CHRIST, PROVIDENCE AND HISTORY: HANS W. FREI’S PUBLIC THEOLOGY

Written by Mike Higton Reviewed By Anna Robbins

After perusing the enticing appendices and annotated bibliography, I settled in for an enjoyable read of this exposition of Hans Frei’s theological development. Based on careful research, Higton paints the broad canvas well, setting Frei in the context of his ‘laughing’ reaction to Strauss’s take on history. Responding in a critical Barthian line, the author suggests that Frei agreed with Barth’s incarnational assertion whereby Jesus serves as the paradigm for humanity conformed to God. But Frei believed that Barth needed to move beyond a dogmatic assertion and take into greater account the facts of the historicity of the person of Christ. Thus, Frei asserted the nature of Christ arising from his life in history as the unsubstitutable person. He then concentrated not on how God did what he did in history through Christ, but rather what it means to make a claim that God did so act. Here, the book (and Frei’s work) takes on apologetic import.

The author shows how Frei argued that the church, by the gift of the Spirit, re-presents Christ to the world. The church is not equated with Christ’s unsubstitutable identity, but acts historically with ‘fallible discernment’. Higton explains how Frei distinguished between mythical narratives and narratives that have a more ‘history-like’ and unsubstitutable quality, placing the gospel accounts in the latter category. He suggests that Frei likewise rejected alienation anthropology, and idealist ontology. While not everyone will be overwhelmingly convinced of the latter, these rejections were by way of clearing the path to access the Jesus Christ of the Gospels without the intellectual clutter of a generation past.
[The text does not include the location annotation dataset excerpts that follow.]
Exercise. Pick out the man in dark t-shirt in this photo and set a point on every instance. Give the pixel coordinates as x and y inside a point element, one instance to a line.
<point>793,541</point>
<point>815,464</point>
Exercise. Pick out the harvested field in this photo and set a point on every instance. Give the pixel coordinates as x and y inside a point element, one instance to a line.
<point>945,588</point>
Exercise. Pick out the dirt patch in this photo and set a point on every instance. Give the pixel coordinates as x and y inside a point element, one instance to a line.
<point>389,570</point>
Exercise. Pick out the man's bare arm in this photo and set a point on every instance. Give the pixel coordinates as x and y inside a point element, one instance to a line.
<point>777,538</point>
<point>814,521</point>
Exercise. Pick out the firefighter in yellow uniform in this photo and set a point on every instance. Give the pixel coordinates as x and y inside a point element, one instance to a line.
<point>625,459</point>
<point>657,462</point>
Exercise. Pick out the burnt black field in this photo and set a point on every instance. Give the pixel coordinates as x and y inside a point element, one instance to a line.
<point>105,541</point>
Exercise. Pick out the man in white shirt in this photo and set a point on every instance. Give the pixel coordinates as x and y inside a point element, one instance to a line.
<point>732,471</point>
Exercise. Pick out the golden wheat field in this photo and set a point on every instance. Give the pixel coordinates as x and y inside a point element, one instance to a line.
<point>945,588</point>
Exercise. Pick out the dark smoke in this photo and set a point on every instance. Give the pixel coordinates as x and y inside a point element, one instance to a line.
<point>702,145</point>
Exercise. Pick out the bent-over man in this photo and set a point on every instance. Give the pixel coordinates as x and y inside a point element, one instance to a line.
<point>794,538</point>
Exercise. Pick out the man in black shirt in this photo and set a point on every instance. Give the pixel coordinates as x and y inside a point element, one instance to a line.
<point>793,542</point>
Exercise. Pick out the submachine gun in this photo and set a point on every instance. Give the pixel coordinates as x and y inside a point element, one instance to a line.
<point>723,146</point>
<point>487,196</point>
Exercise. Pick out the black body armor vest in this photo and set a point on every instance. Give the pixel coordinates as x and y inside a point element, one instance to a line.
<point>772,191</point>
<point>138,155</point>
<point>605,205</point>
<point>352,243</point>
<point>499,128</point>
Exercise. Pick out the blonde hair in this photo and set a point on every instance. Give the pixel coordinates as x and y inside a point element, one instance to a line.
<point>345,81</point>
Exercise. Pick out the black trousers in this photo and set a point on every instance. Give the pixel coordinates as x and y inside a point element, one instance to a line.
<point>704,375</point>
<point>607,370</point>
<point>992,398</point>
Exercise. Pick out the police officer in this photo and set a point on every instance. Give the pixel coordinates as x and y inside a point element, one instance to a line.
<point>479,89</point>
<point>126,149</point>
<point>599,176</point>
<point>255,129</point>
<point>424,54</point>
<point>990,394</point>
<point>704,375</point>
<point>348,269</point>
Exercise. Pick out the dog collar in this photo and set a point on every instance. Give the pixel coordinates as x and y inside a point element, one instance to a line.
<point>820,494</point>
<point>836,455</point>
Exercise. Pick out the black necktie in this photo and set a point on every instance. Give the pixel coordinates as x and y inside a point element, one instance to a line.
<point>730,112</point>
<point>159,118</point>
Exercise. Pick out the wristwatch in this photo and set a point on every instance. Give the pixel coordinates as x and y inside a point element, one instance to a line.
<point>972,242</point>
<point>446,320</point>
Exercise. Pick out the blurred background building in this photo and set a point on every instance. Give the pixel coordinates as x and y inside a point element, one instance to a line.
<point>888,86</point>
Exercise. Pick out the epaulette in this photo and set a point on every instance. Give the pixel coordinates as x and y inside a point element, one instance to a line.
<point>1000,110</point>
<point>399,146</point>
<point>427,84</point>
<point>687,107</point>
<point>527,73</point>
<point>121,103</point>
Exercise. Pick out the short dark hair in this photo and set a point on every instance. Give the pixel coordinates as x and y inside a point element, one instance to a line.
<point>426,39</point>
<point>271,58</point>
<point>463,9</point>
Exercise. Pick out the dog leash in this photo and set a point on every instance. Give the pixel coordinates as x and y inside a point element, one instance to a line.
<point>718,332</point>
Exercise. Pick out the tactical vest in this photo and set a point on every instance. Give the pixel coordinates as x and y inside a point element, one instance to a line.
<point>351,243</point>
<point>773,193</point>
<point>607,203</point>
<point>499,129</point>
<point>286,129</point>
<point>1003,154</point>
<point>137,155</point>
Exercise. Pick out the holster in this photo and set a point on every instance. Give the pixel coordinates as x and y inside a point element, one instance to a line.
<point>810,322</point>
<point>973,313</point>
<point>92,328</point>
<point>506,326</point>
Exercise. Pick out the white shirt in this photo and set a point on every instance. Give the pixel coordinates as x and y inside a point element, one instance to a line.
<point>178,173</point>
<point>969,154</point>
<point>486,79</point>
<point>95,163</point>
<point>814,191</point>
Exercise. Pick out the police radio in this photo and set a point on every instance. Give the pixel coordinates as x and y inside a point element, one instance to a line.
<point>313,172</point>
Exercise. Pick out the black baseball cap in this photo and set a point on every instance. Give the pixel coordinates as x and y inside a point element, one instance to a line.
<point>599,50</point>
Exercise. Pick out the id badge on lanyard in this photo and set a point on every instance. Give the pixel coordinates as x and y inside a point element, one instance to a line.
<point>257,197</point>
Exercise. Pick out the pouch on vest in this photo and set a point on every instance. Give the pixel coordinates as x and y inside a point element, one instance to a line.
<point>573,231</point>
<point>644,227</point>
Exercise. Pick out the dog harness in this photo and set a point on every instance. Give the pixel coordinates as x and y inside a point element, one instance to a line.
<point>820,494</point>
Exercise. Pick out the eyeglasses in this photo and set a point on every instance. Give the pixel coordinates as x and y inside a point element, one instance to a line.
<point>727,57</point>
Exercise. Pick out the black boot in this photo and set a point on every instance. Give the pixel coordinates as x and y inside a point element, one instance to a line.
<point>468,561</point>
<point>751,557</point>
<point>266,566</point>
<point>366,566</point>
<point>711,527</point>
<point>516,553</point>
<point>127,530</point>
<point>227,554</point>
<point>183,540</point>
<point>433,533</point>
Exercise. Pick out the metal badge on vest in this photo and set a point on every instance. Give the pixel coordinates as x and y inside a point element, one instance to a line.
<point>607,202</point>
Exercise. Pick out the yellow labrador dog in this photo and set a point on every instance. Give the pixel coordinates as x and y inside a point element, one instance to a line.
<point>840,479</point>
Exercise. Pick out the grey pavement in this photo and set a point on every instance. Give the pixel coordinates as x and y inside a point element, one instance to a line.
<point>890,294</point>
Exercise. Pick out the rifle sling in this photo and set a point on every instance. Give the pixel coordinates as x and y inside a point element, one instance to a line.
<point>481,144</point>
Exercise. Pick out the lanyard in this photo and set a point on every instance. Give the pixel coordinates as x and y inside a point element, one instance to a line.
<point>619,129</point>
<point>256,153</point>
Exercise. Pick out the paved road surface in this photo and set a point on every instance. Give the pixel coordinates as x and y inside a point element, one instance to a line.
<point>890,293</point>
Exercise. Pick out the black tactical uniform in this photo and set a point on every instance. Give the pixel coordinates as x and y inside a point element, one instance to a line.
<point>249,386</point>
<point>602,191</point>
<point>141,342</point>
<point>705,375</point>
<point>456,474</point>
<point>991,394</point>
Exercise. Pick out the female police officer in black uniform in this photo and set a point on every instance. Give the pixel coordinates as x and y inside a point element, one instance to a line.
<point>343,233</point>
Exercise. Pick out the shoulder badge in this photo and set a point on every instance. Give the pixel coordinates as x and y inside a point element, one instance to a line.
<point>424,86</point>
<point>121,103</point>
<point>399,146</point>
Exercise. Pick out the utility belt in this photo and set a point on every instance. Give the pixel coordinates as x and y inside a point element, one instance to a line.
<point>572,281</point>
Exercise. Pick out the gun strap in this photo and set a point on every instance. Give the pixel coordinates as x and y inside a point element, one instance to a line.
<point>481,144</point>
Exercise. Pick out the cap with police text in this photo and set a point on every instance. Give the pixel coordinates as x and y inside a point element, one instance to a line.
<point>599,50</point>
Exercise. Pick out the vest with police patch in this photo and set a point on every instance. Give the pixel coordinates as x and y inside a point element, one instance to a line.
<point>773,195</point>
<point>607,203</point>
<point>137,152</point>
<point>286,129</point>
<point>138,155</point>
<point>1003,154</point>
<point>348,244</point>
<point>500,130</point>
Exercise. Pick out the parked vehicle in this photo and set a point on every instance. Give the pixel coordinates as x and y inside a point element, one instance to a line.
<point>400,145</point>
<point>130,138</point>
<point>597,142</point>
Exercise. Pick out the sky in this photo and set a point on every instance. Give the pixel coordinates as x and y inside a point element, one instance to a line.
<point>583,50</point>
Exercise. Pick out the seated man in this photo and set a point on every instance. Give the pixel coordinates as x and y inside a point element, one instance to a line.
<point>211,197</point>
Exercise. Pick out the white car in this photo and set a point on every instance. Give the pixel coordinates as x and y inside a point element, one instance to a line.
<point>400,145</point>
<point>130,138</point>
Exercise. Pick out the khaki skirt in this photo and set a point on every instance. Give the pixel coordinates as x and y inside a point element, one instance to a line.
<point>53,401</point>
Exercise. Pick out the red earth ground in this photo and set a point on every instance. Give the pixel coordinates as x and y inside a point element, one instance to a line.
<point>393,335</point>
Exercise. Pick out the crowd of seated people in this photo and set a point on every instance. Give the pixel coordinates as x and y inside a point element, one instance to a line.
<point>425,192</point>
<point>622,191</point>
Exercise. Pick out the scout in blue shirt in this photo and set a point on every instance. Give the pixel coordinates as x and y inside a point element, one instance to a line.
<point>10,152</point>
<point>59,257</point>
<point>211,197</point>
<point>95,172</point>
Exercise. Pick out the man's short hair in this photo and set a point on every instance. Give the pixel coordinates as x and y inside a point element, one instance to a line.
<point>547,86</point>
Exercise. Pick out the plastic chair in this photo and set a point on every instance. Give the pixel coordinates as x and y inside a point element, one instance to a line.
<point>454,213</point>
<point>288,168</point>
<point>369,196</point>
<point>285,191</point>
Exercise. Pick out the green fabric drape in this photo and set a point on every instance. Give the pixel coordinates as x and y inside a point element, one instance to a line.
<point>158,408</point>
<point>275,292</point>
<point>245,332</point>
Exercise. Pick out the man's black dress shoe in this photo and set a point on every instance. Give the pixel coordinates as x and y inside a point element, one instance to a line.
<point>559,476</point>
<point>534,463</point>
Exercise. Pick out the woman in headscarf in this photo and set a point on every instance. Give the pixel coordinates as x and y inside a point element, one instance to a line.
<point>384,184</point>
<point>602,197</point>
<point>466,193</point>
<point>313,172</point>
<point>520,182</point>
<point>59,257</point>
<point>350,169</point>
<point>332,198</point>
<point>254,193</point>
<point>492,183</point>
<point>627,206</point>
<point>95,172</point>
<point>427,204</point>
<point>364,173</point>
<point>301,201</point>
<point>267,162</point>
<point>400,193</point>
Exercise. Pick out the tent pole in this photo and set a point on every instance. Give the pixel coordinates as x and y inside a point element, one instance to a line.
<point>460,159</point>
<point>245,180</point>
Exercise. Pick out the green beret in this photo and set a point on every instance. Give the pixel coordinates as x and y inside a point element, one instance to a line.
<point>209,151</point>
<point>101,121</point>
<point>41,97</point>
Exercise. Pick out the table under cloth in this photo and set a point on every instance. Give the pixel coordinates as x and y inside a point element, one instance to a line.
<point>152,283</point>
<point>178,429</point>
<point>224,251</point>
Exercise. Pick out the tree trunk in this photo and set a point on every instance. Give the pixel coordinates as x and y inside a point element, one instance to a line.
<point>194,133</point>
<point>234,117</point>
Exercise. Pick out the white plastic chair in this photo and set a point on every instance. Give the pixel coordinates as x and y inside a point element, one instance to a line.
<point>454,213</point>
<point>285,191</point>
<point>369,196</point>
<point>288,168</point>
We are consistently presented with the author’s main thesis that Frei must be understood as a public theologian, viewing history as God’s history ‘providentially ordered in Jesus Christ’. While theology deals with its own commitments and convictions, it will always be spoken in a common language, shared with others beyond its commitments. In this sense, it has a relevance that cannot be isolated from the rest of history. Frei then, is presented as a theologian of history par excellence. The author supports Frei’s post-critical retrieval of figurative interpretation, discerned by faith rather than deduction. This clears the way for a Christ-centred reading not only of the Gospels, but the whole of history. Therein lies the heart of Frei’s call to a public theology. For the author, this is Frei’s most compelling achievement.

Higton further argues that the development of Frei’s typology of method was itself a negotiation between his work in systematic and historical theology. It is ‘unsystematic theology’ that Frei preferred, as it allows the Christian to begin with self-description, and move to the figurative interpretation of the Gospels in history today. This approach is not to be seen as a capitulation to mere fideism, something Frei condemned, and whose caveat, it may be said, ought to be heeded by evangelicals and post-liberals alike.

As is often the case, evangelicals reading post-liberal theology may well find themselves sailing between the shore of Affirmation and the island of Encouragement-to-go-Further-Still. Nevertheless, the author of a line like this must certainly be on the side of the angels: ‘[M]any things are needed in the Christian church. Sound theology is not the first of them, but it sure would help a little now and then’ (note 5, p. 224). By offering a most helpful exposition of the thought of one of the more significant Christian thinkers of the late twentieth-century, Higton has gone some way towards meeting this peculiar need, for which we may be grateful.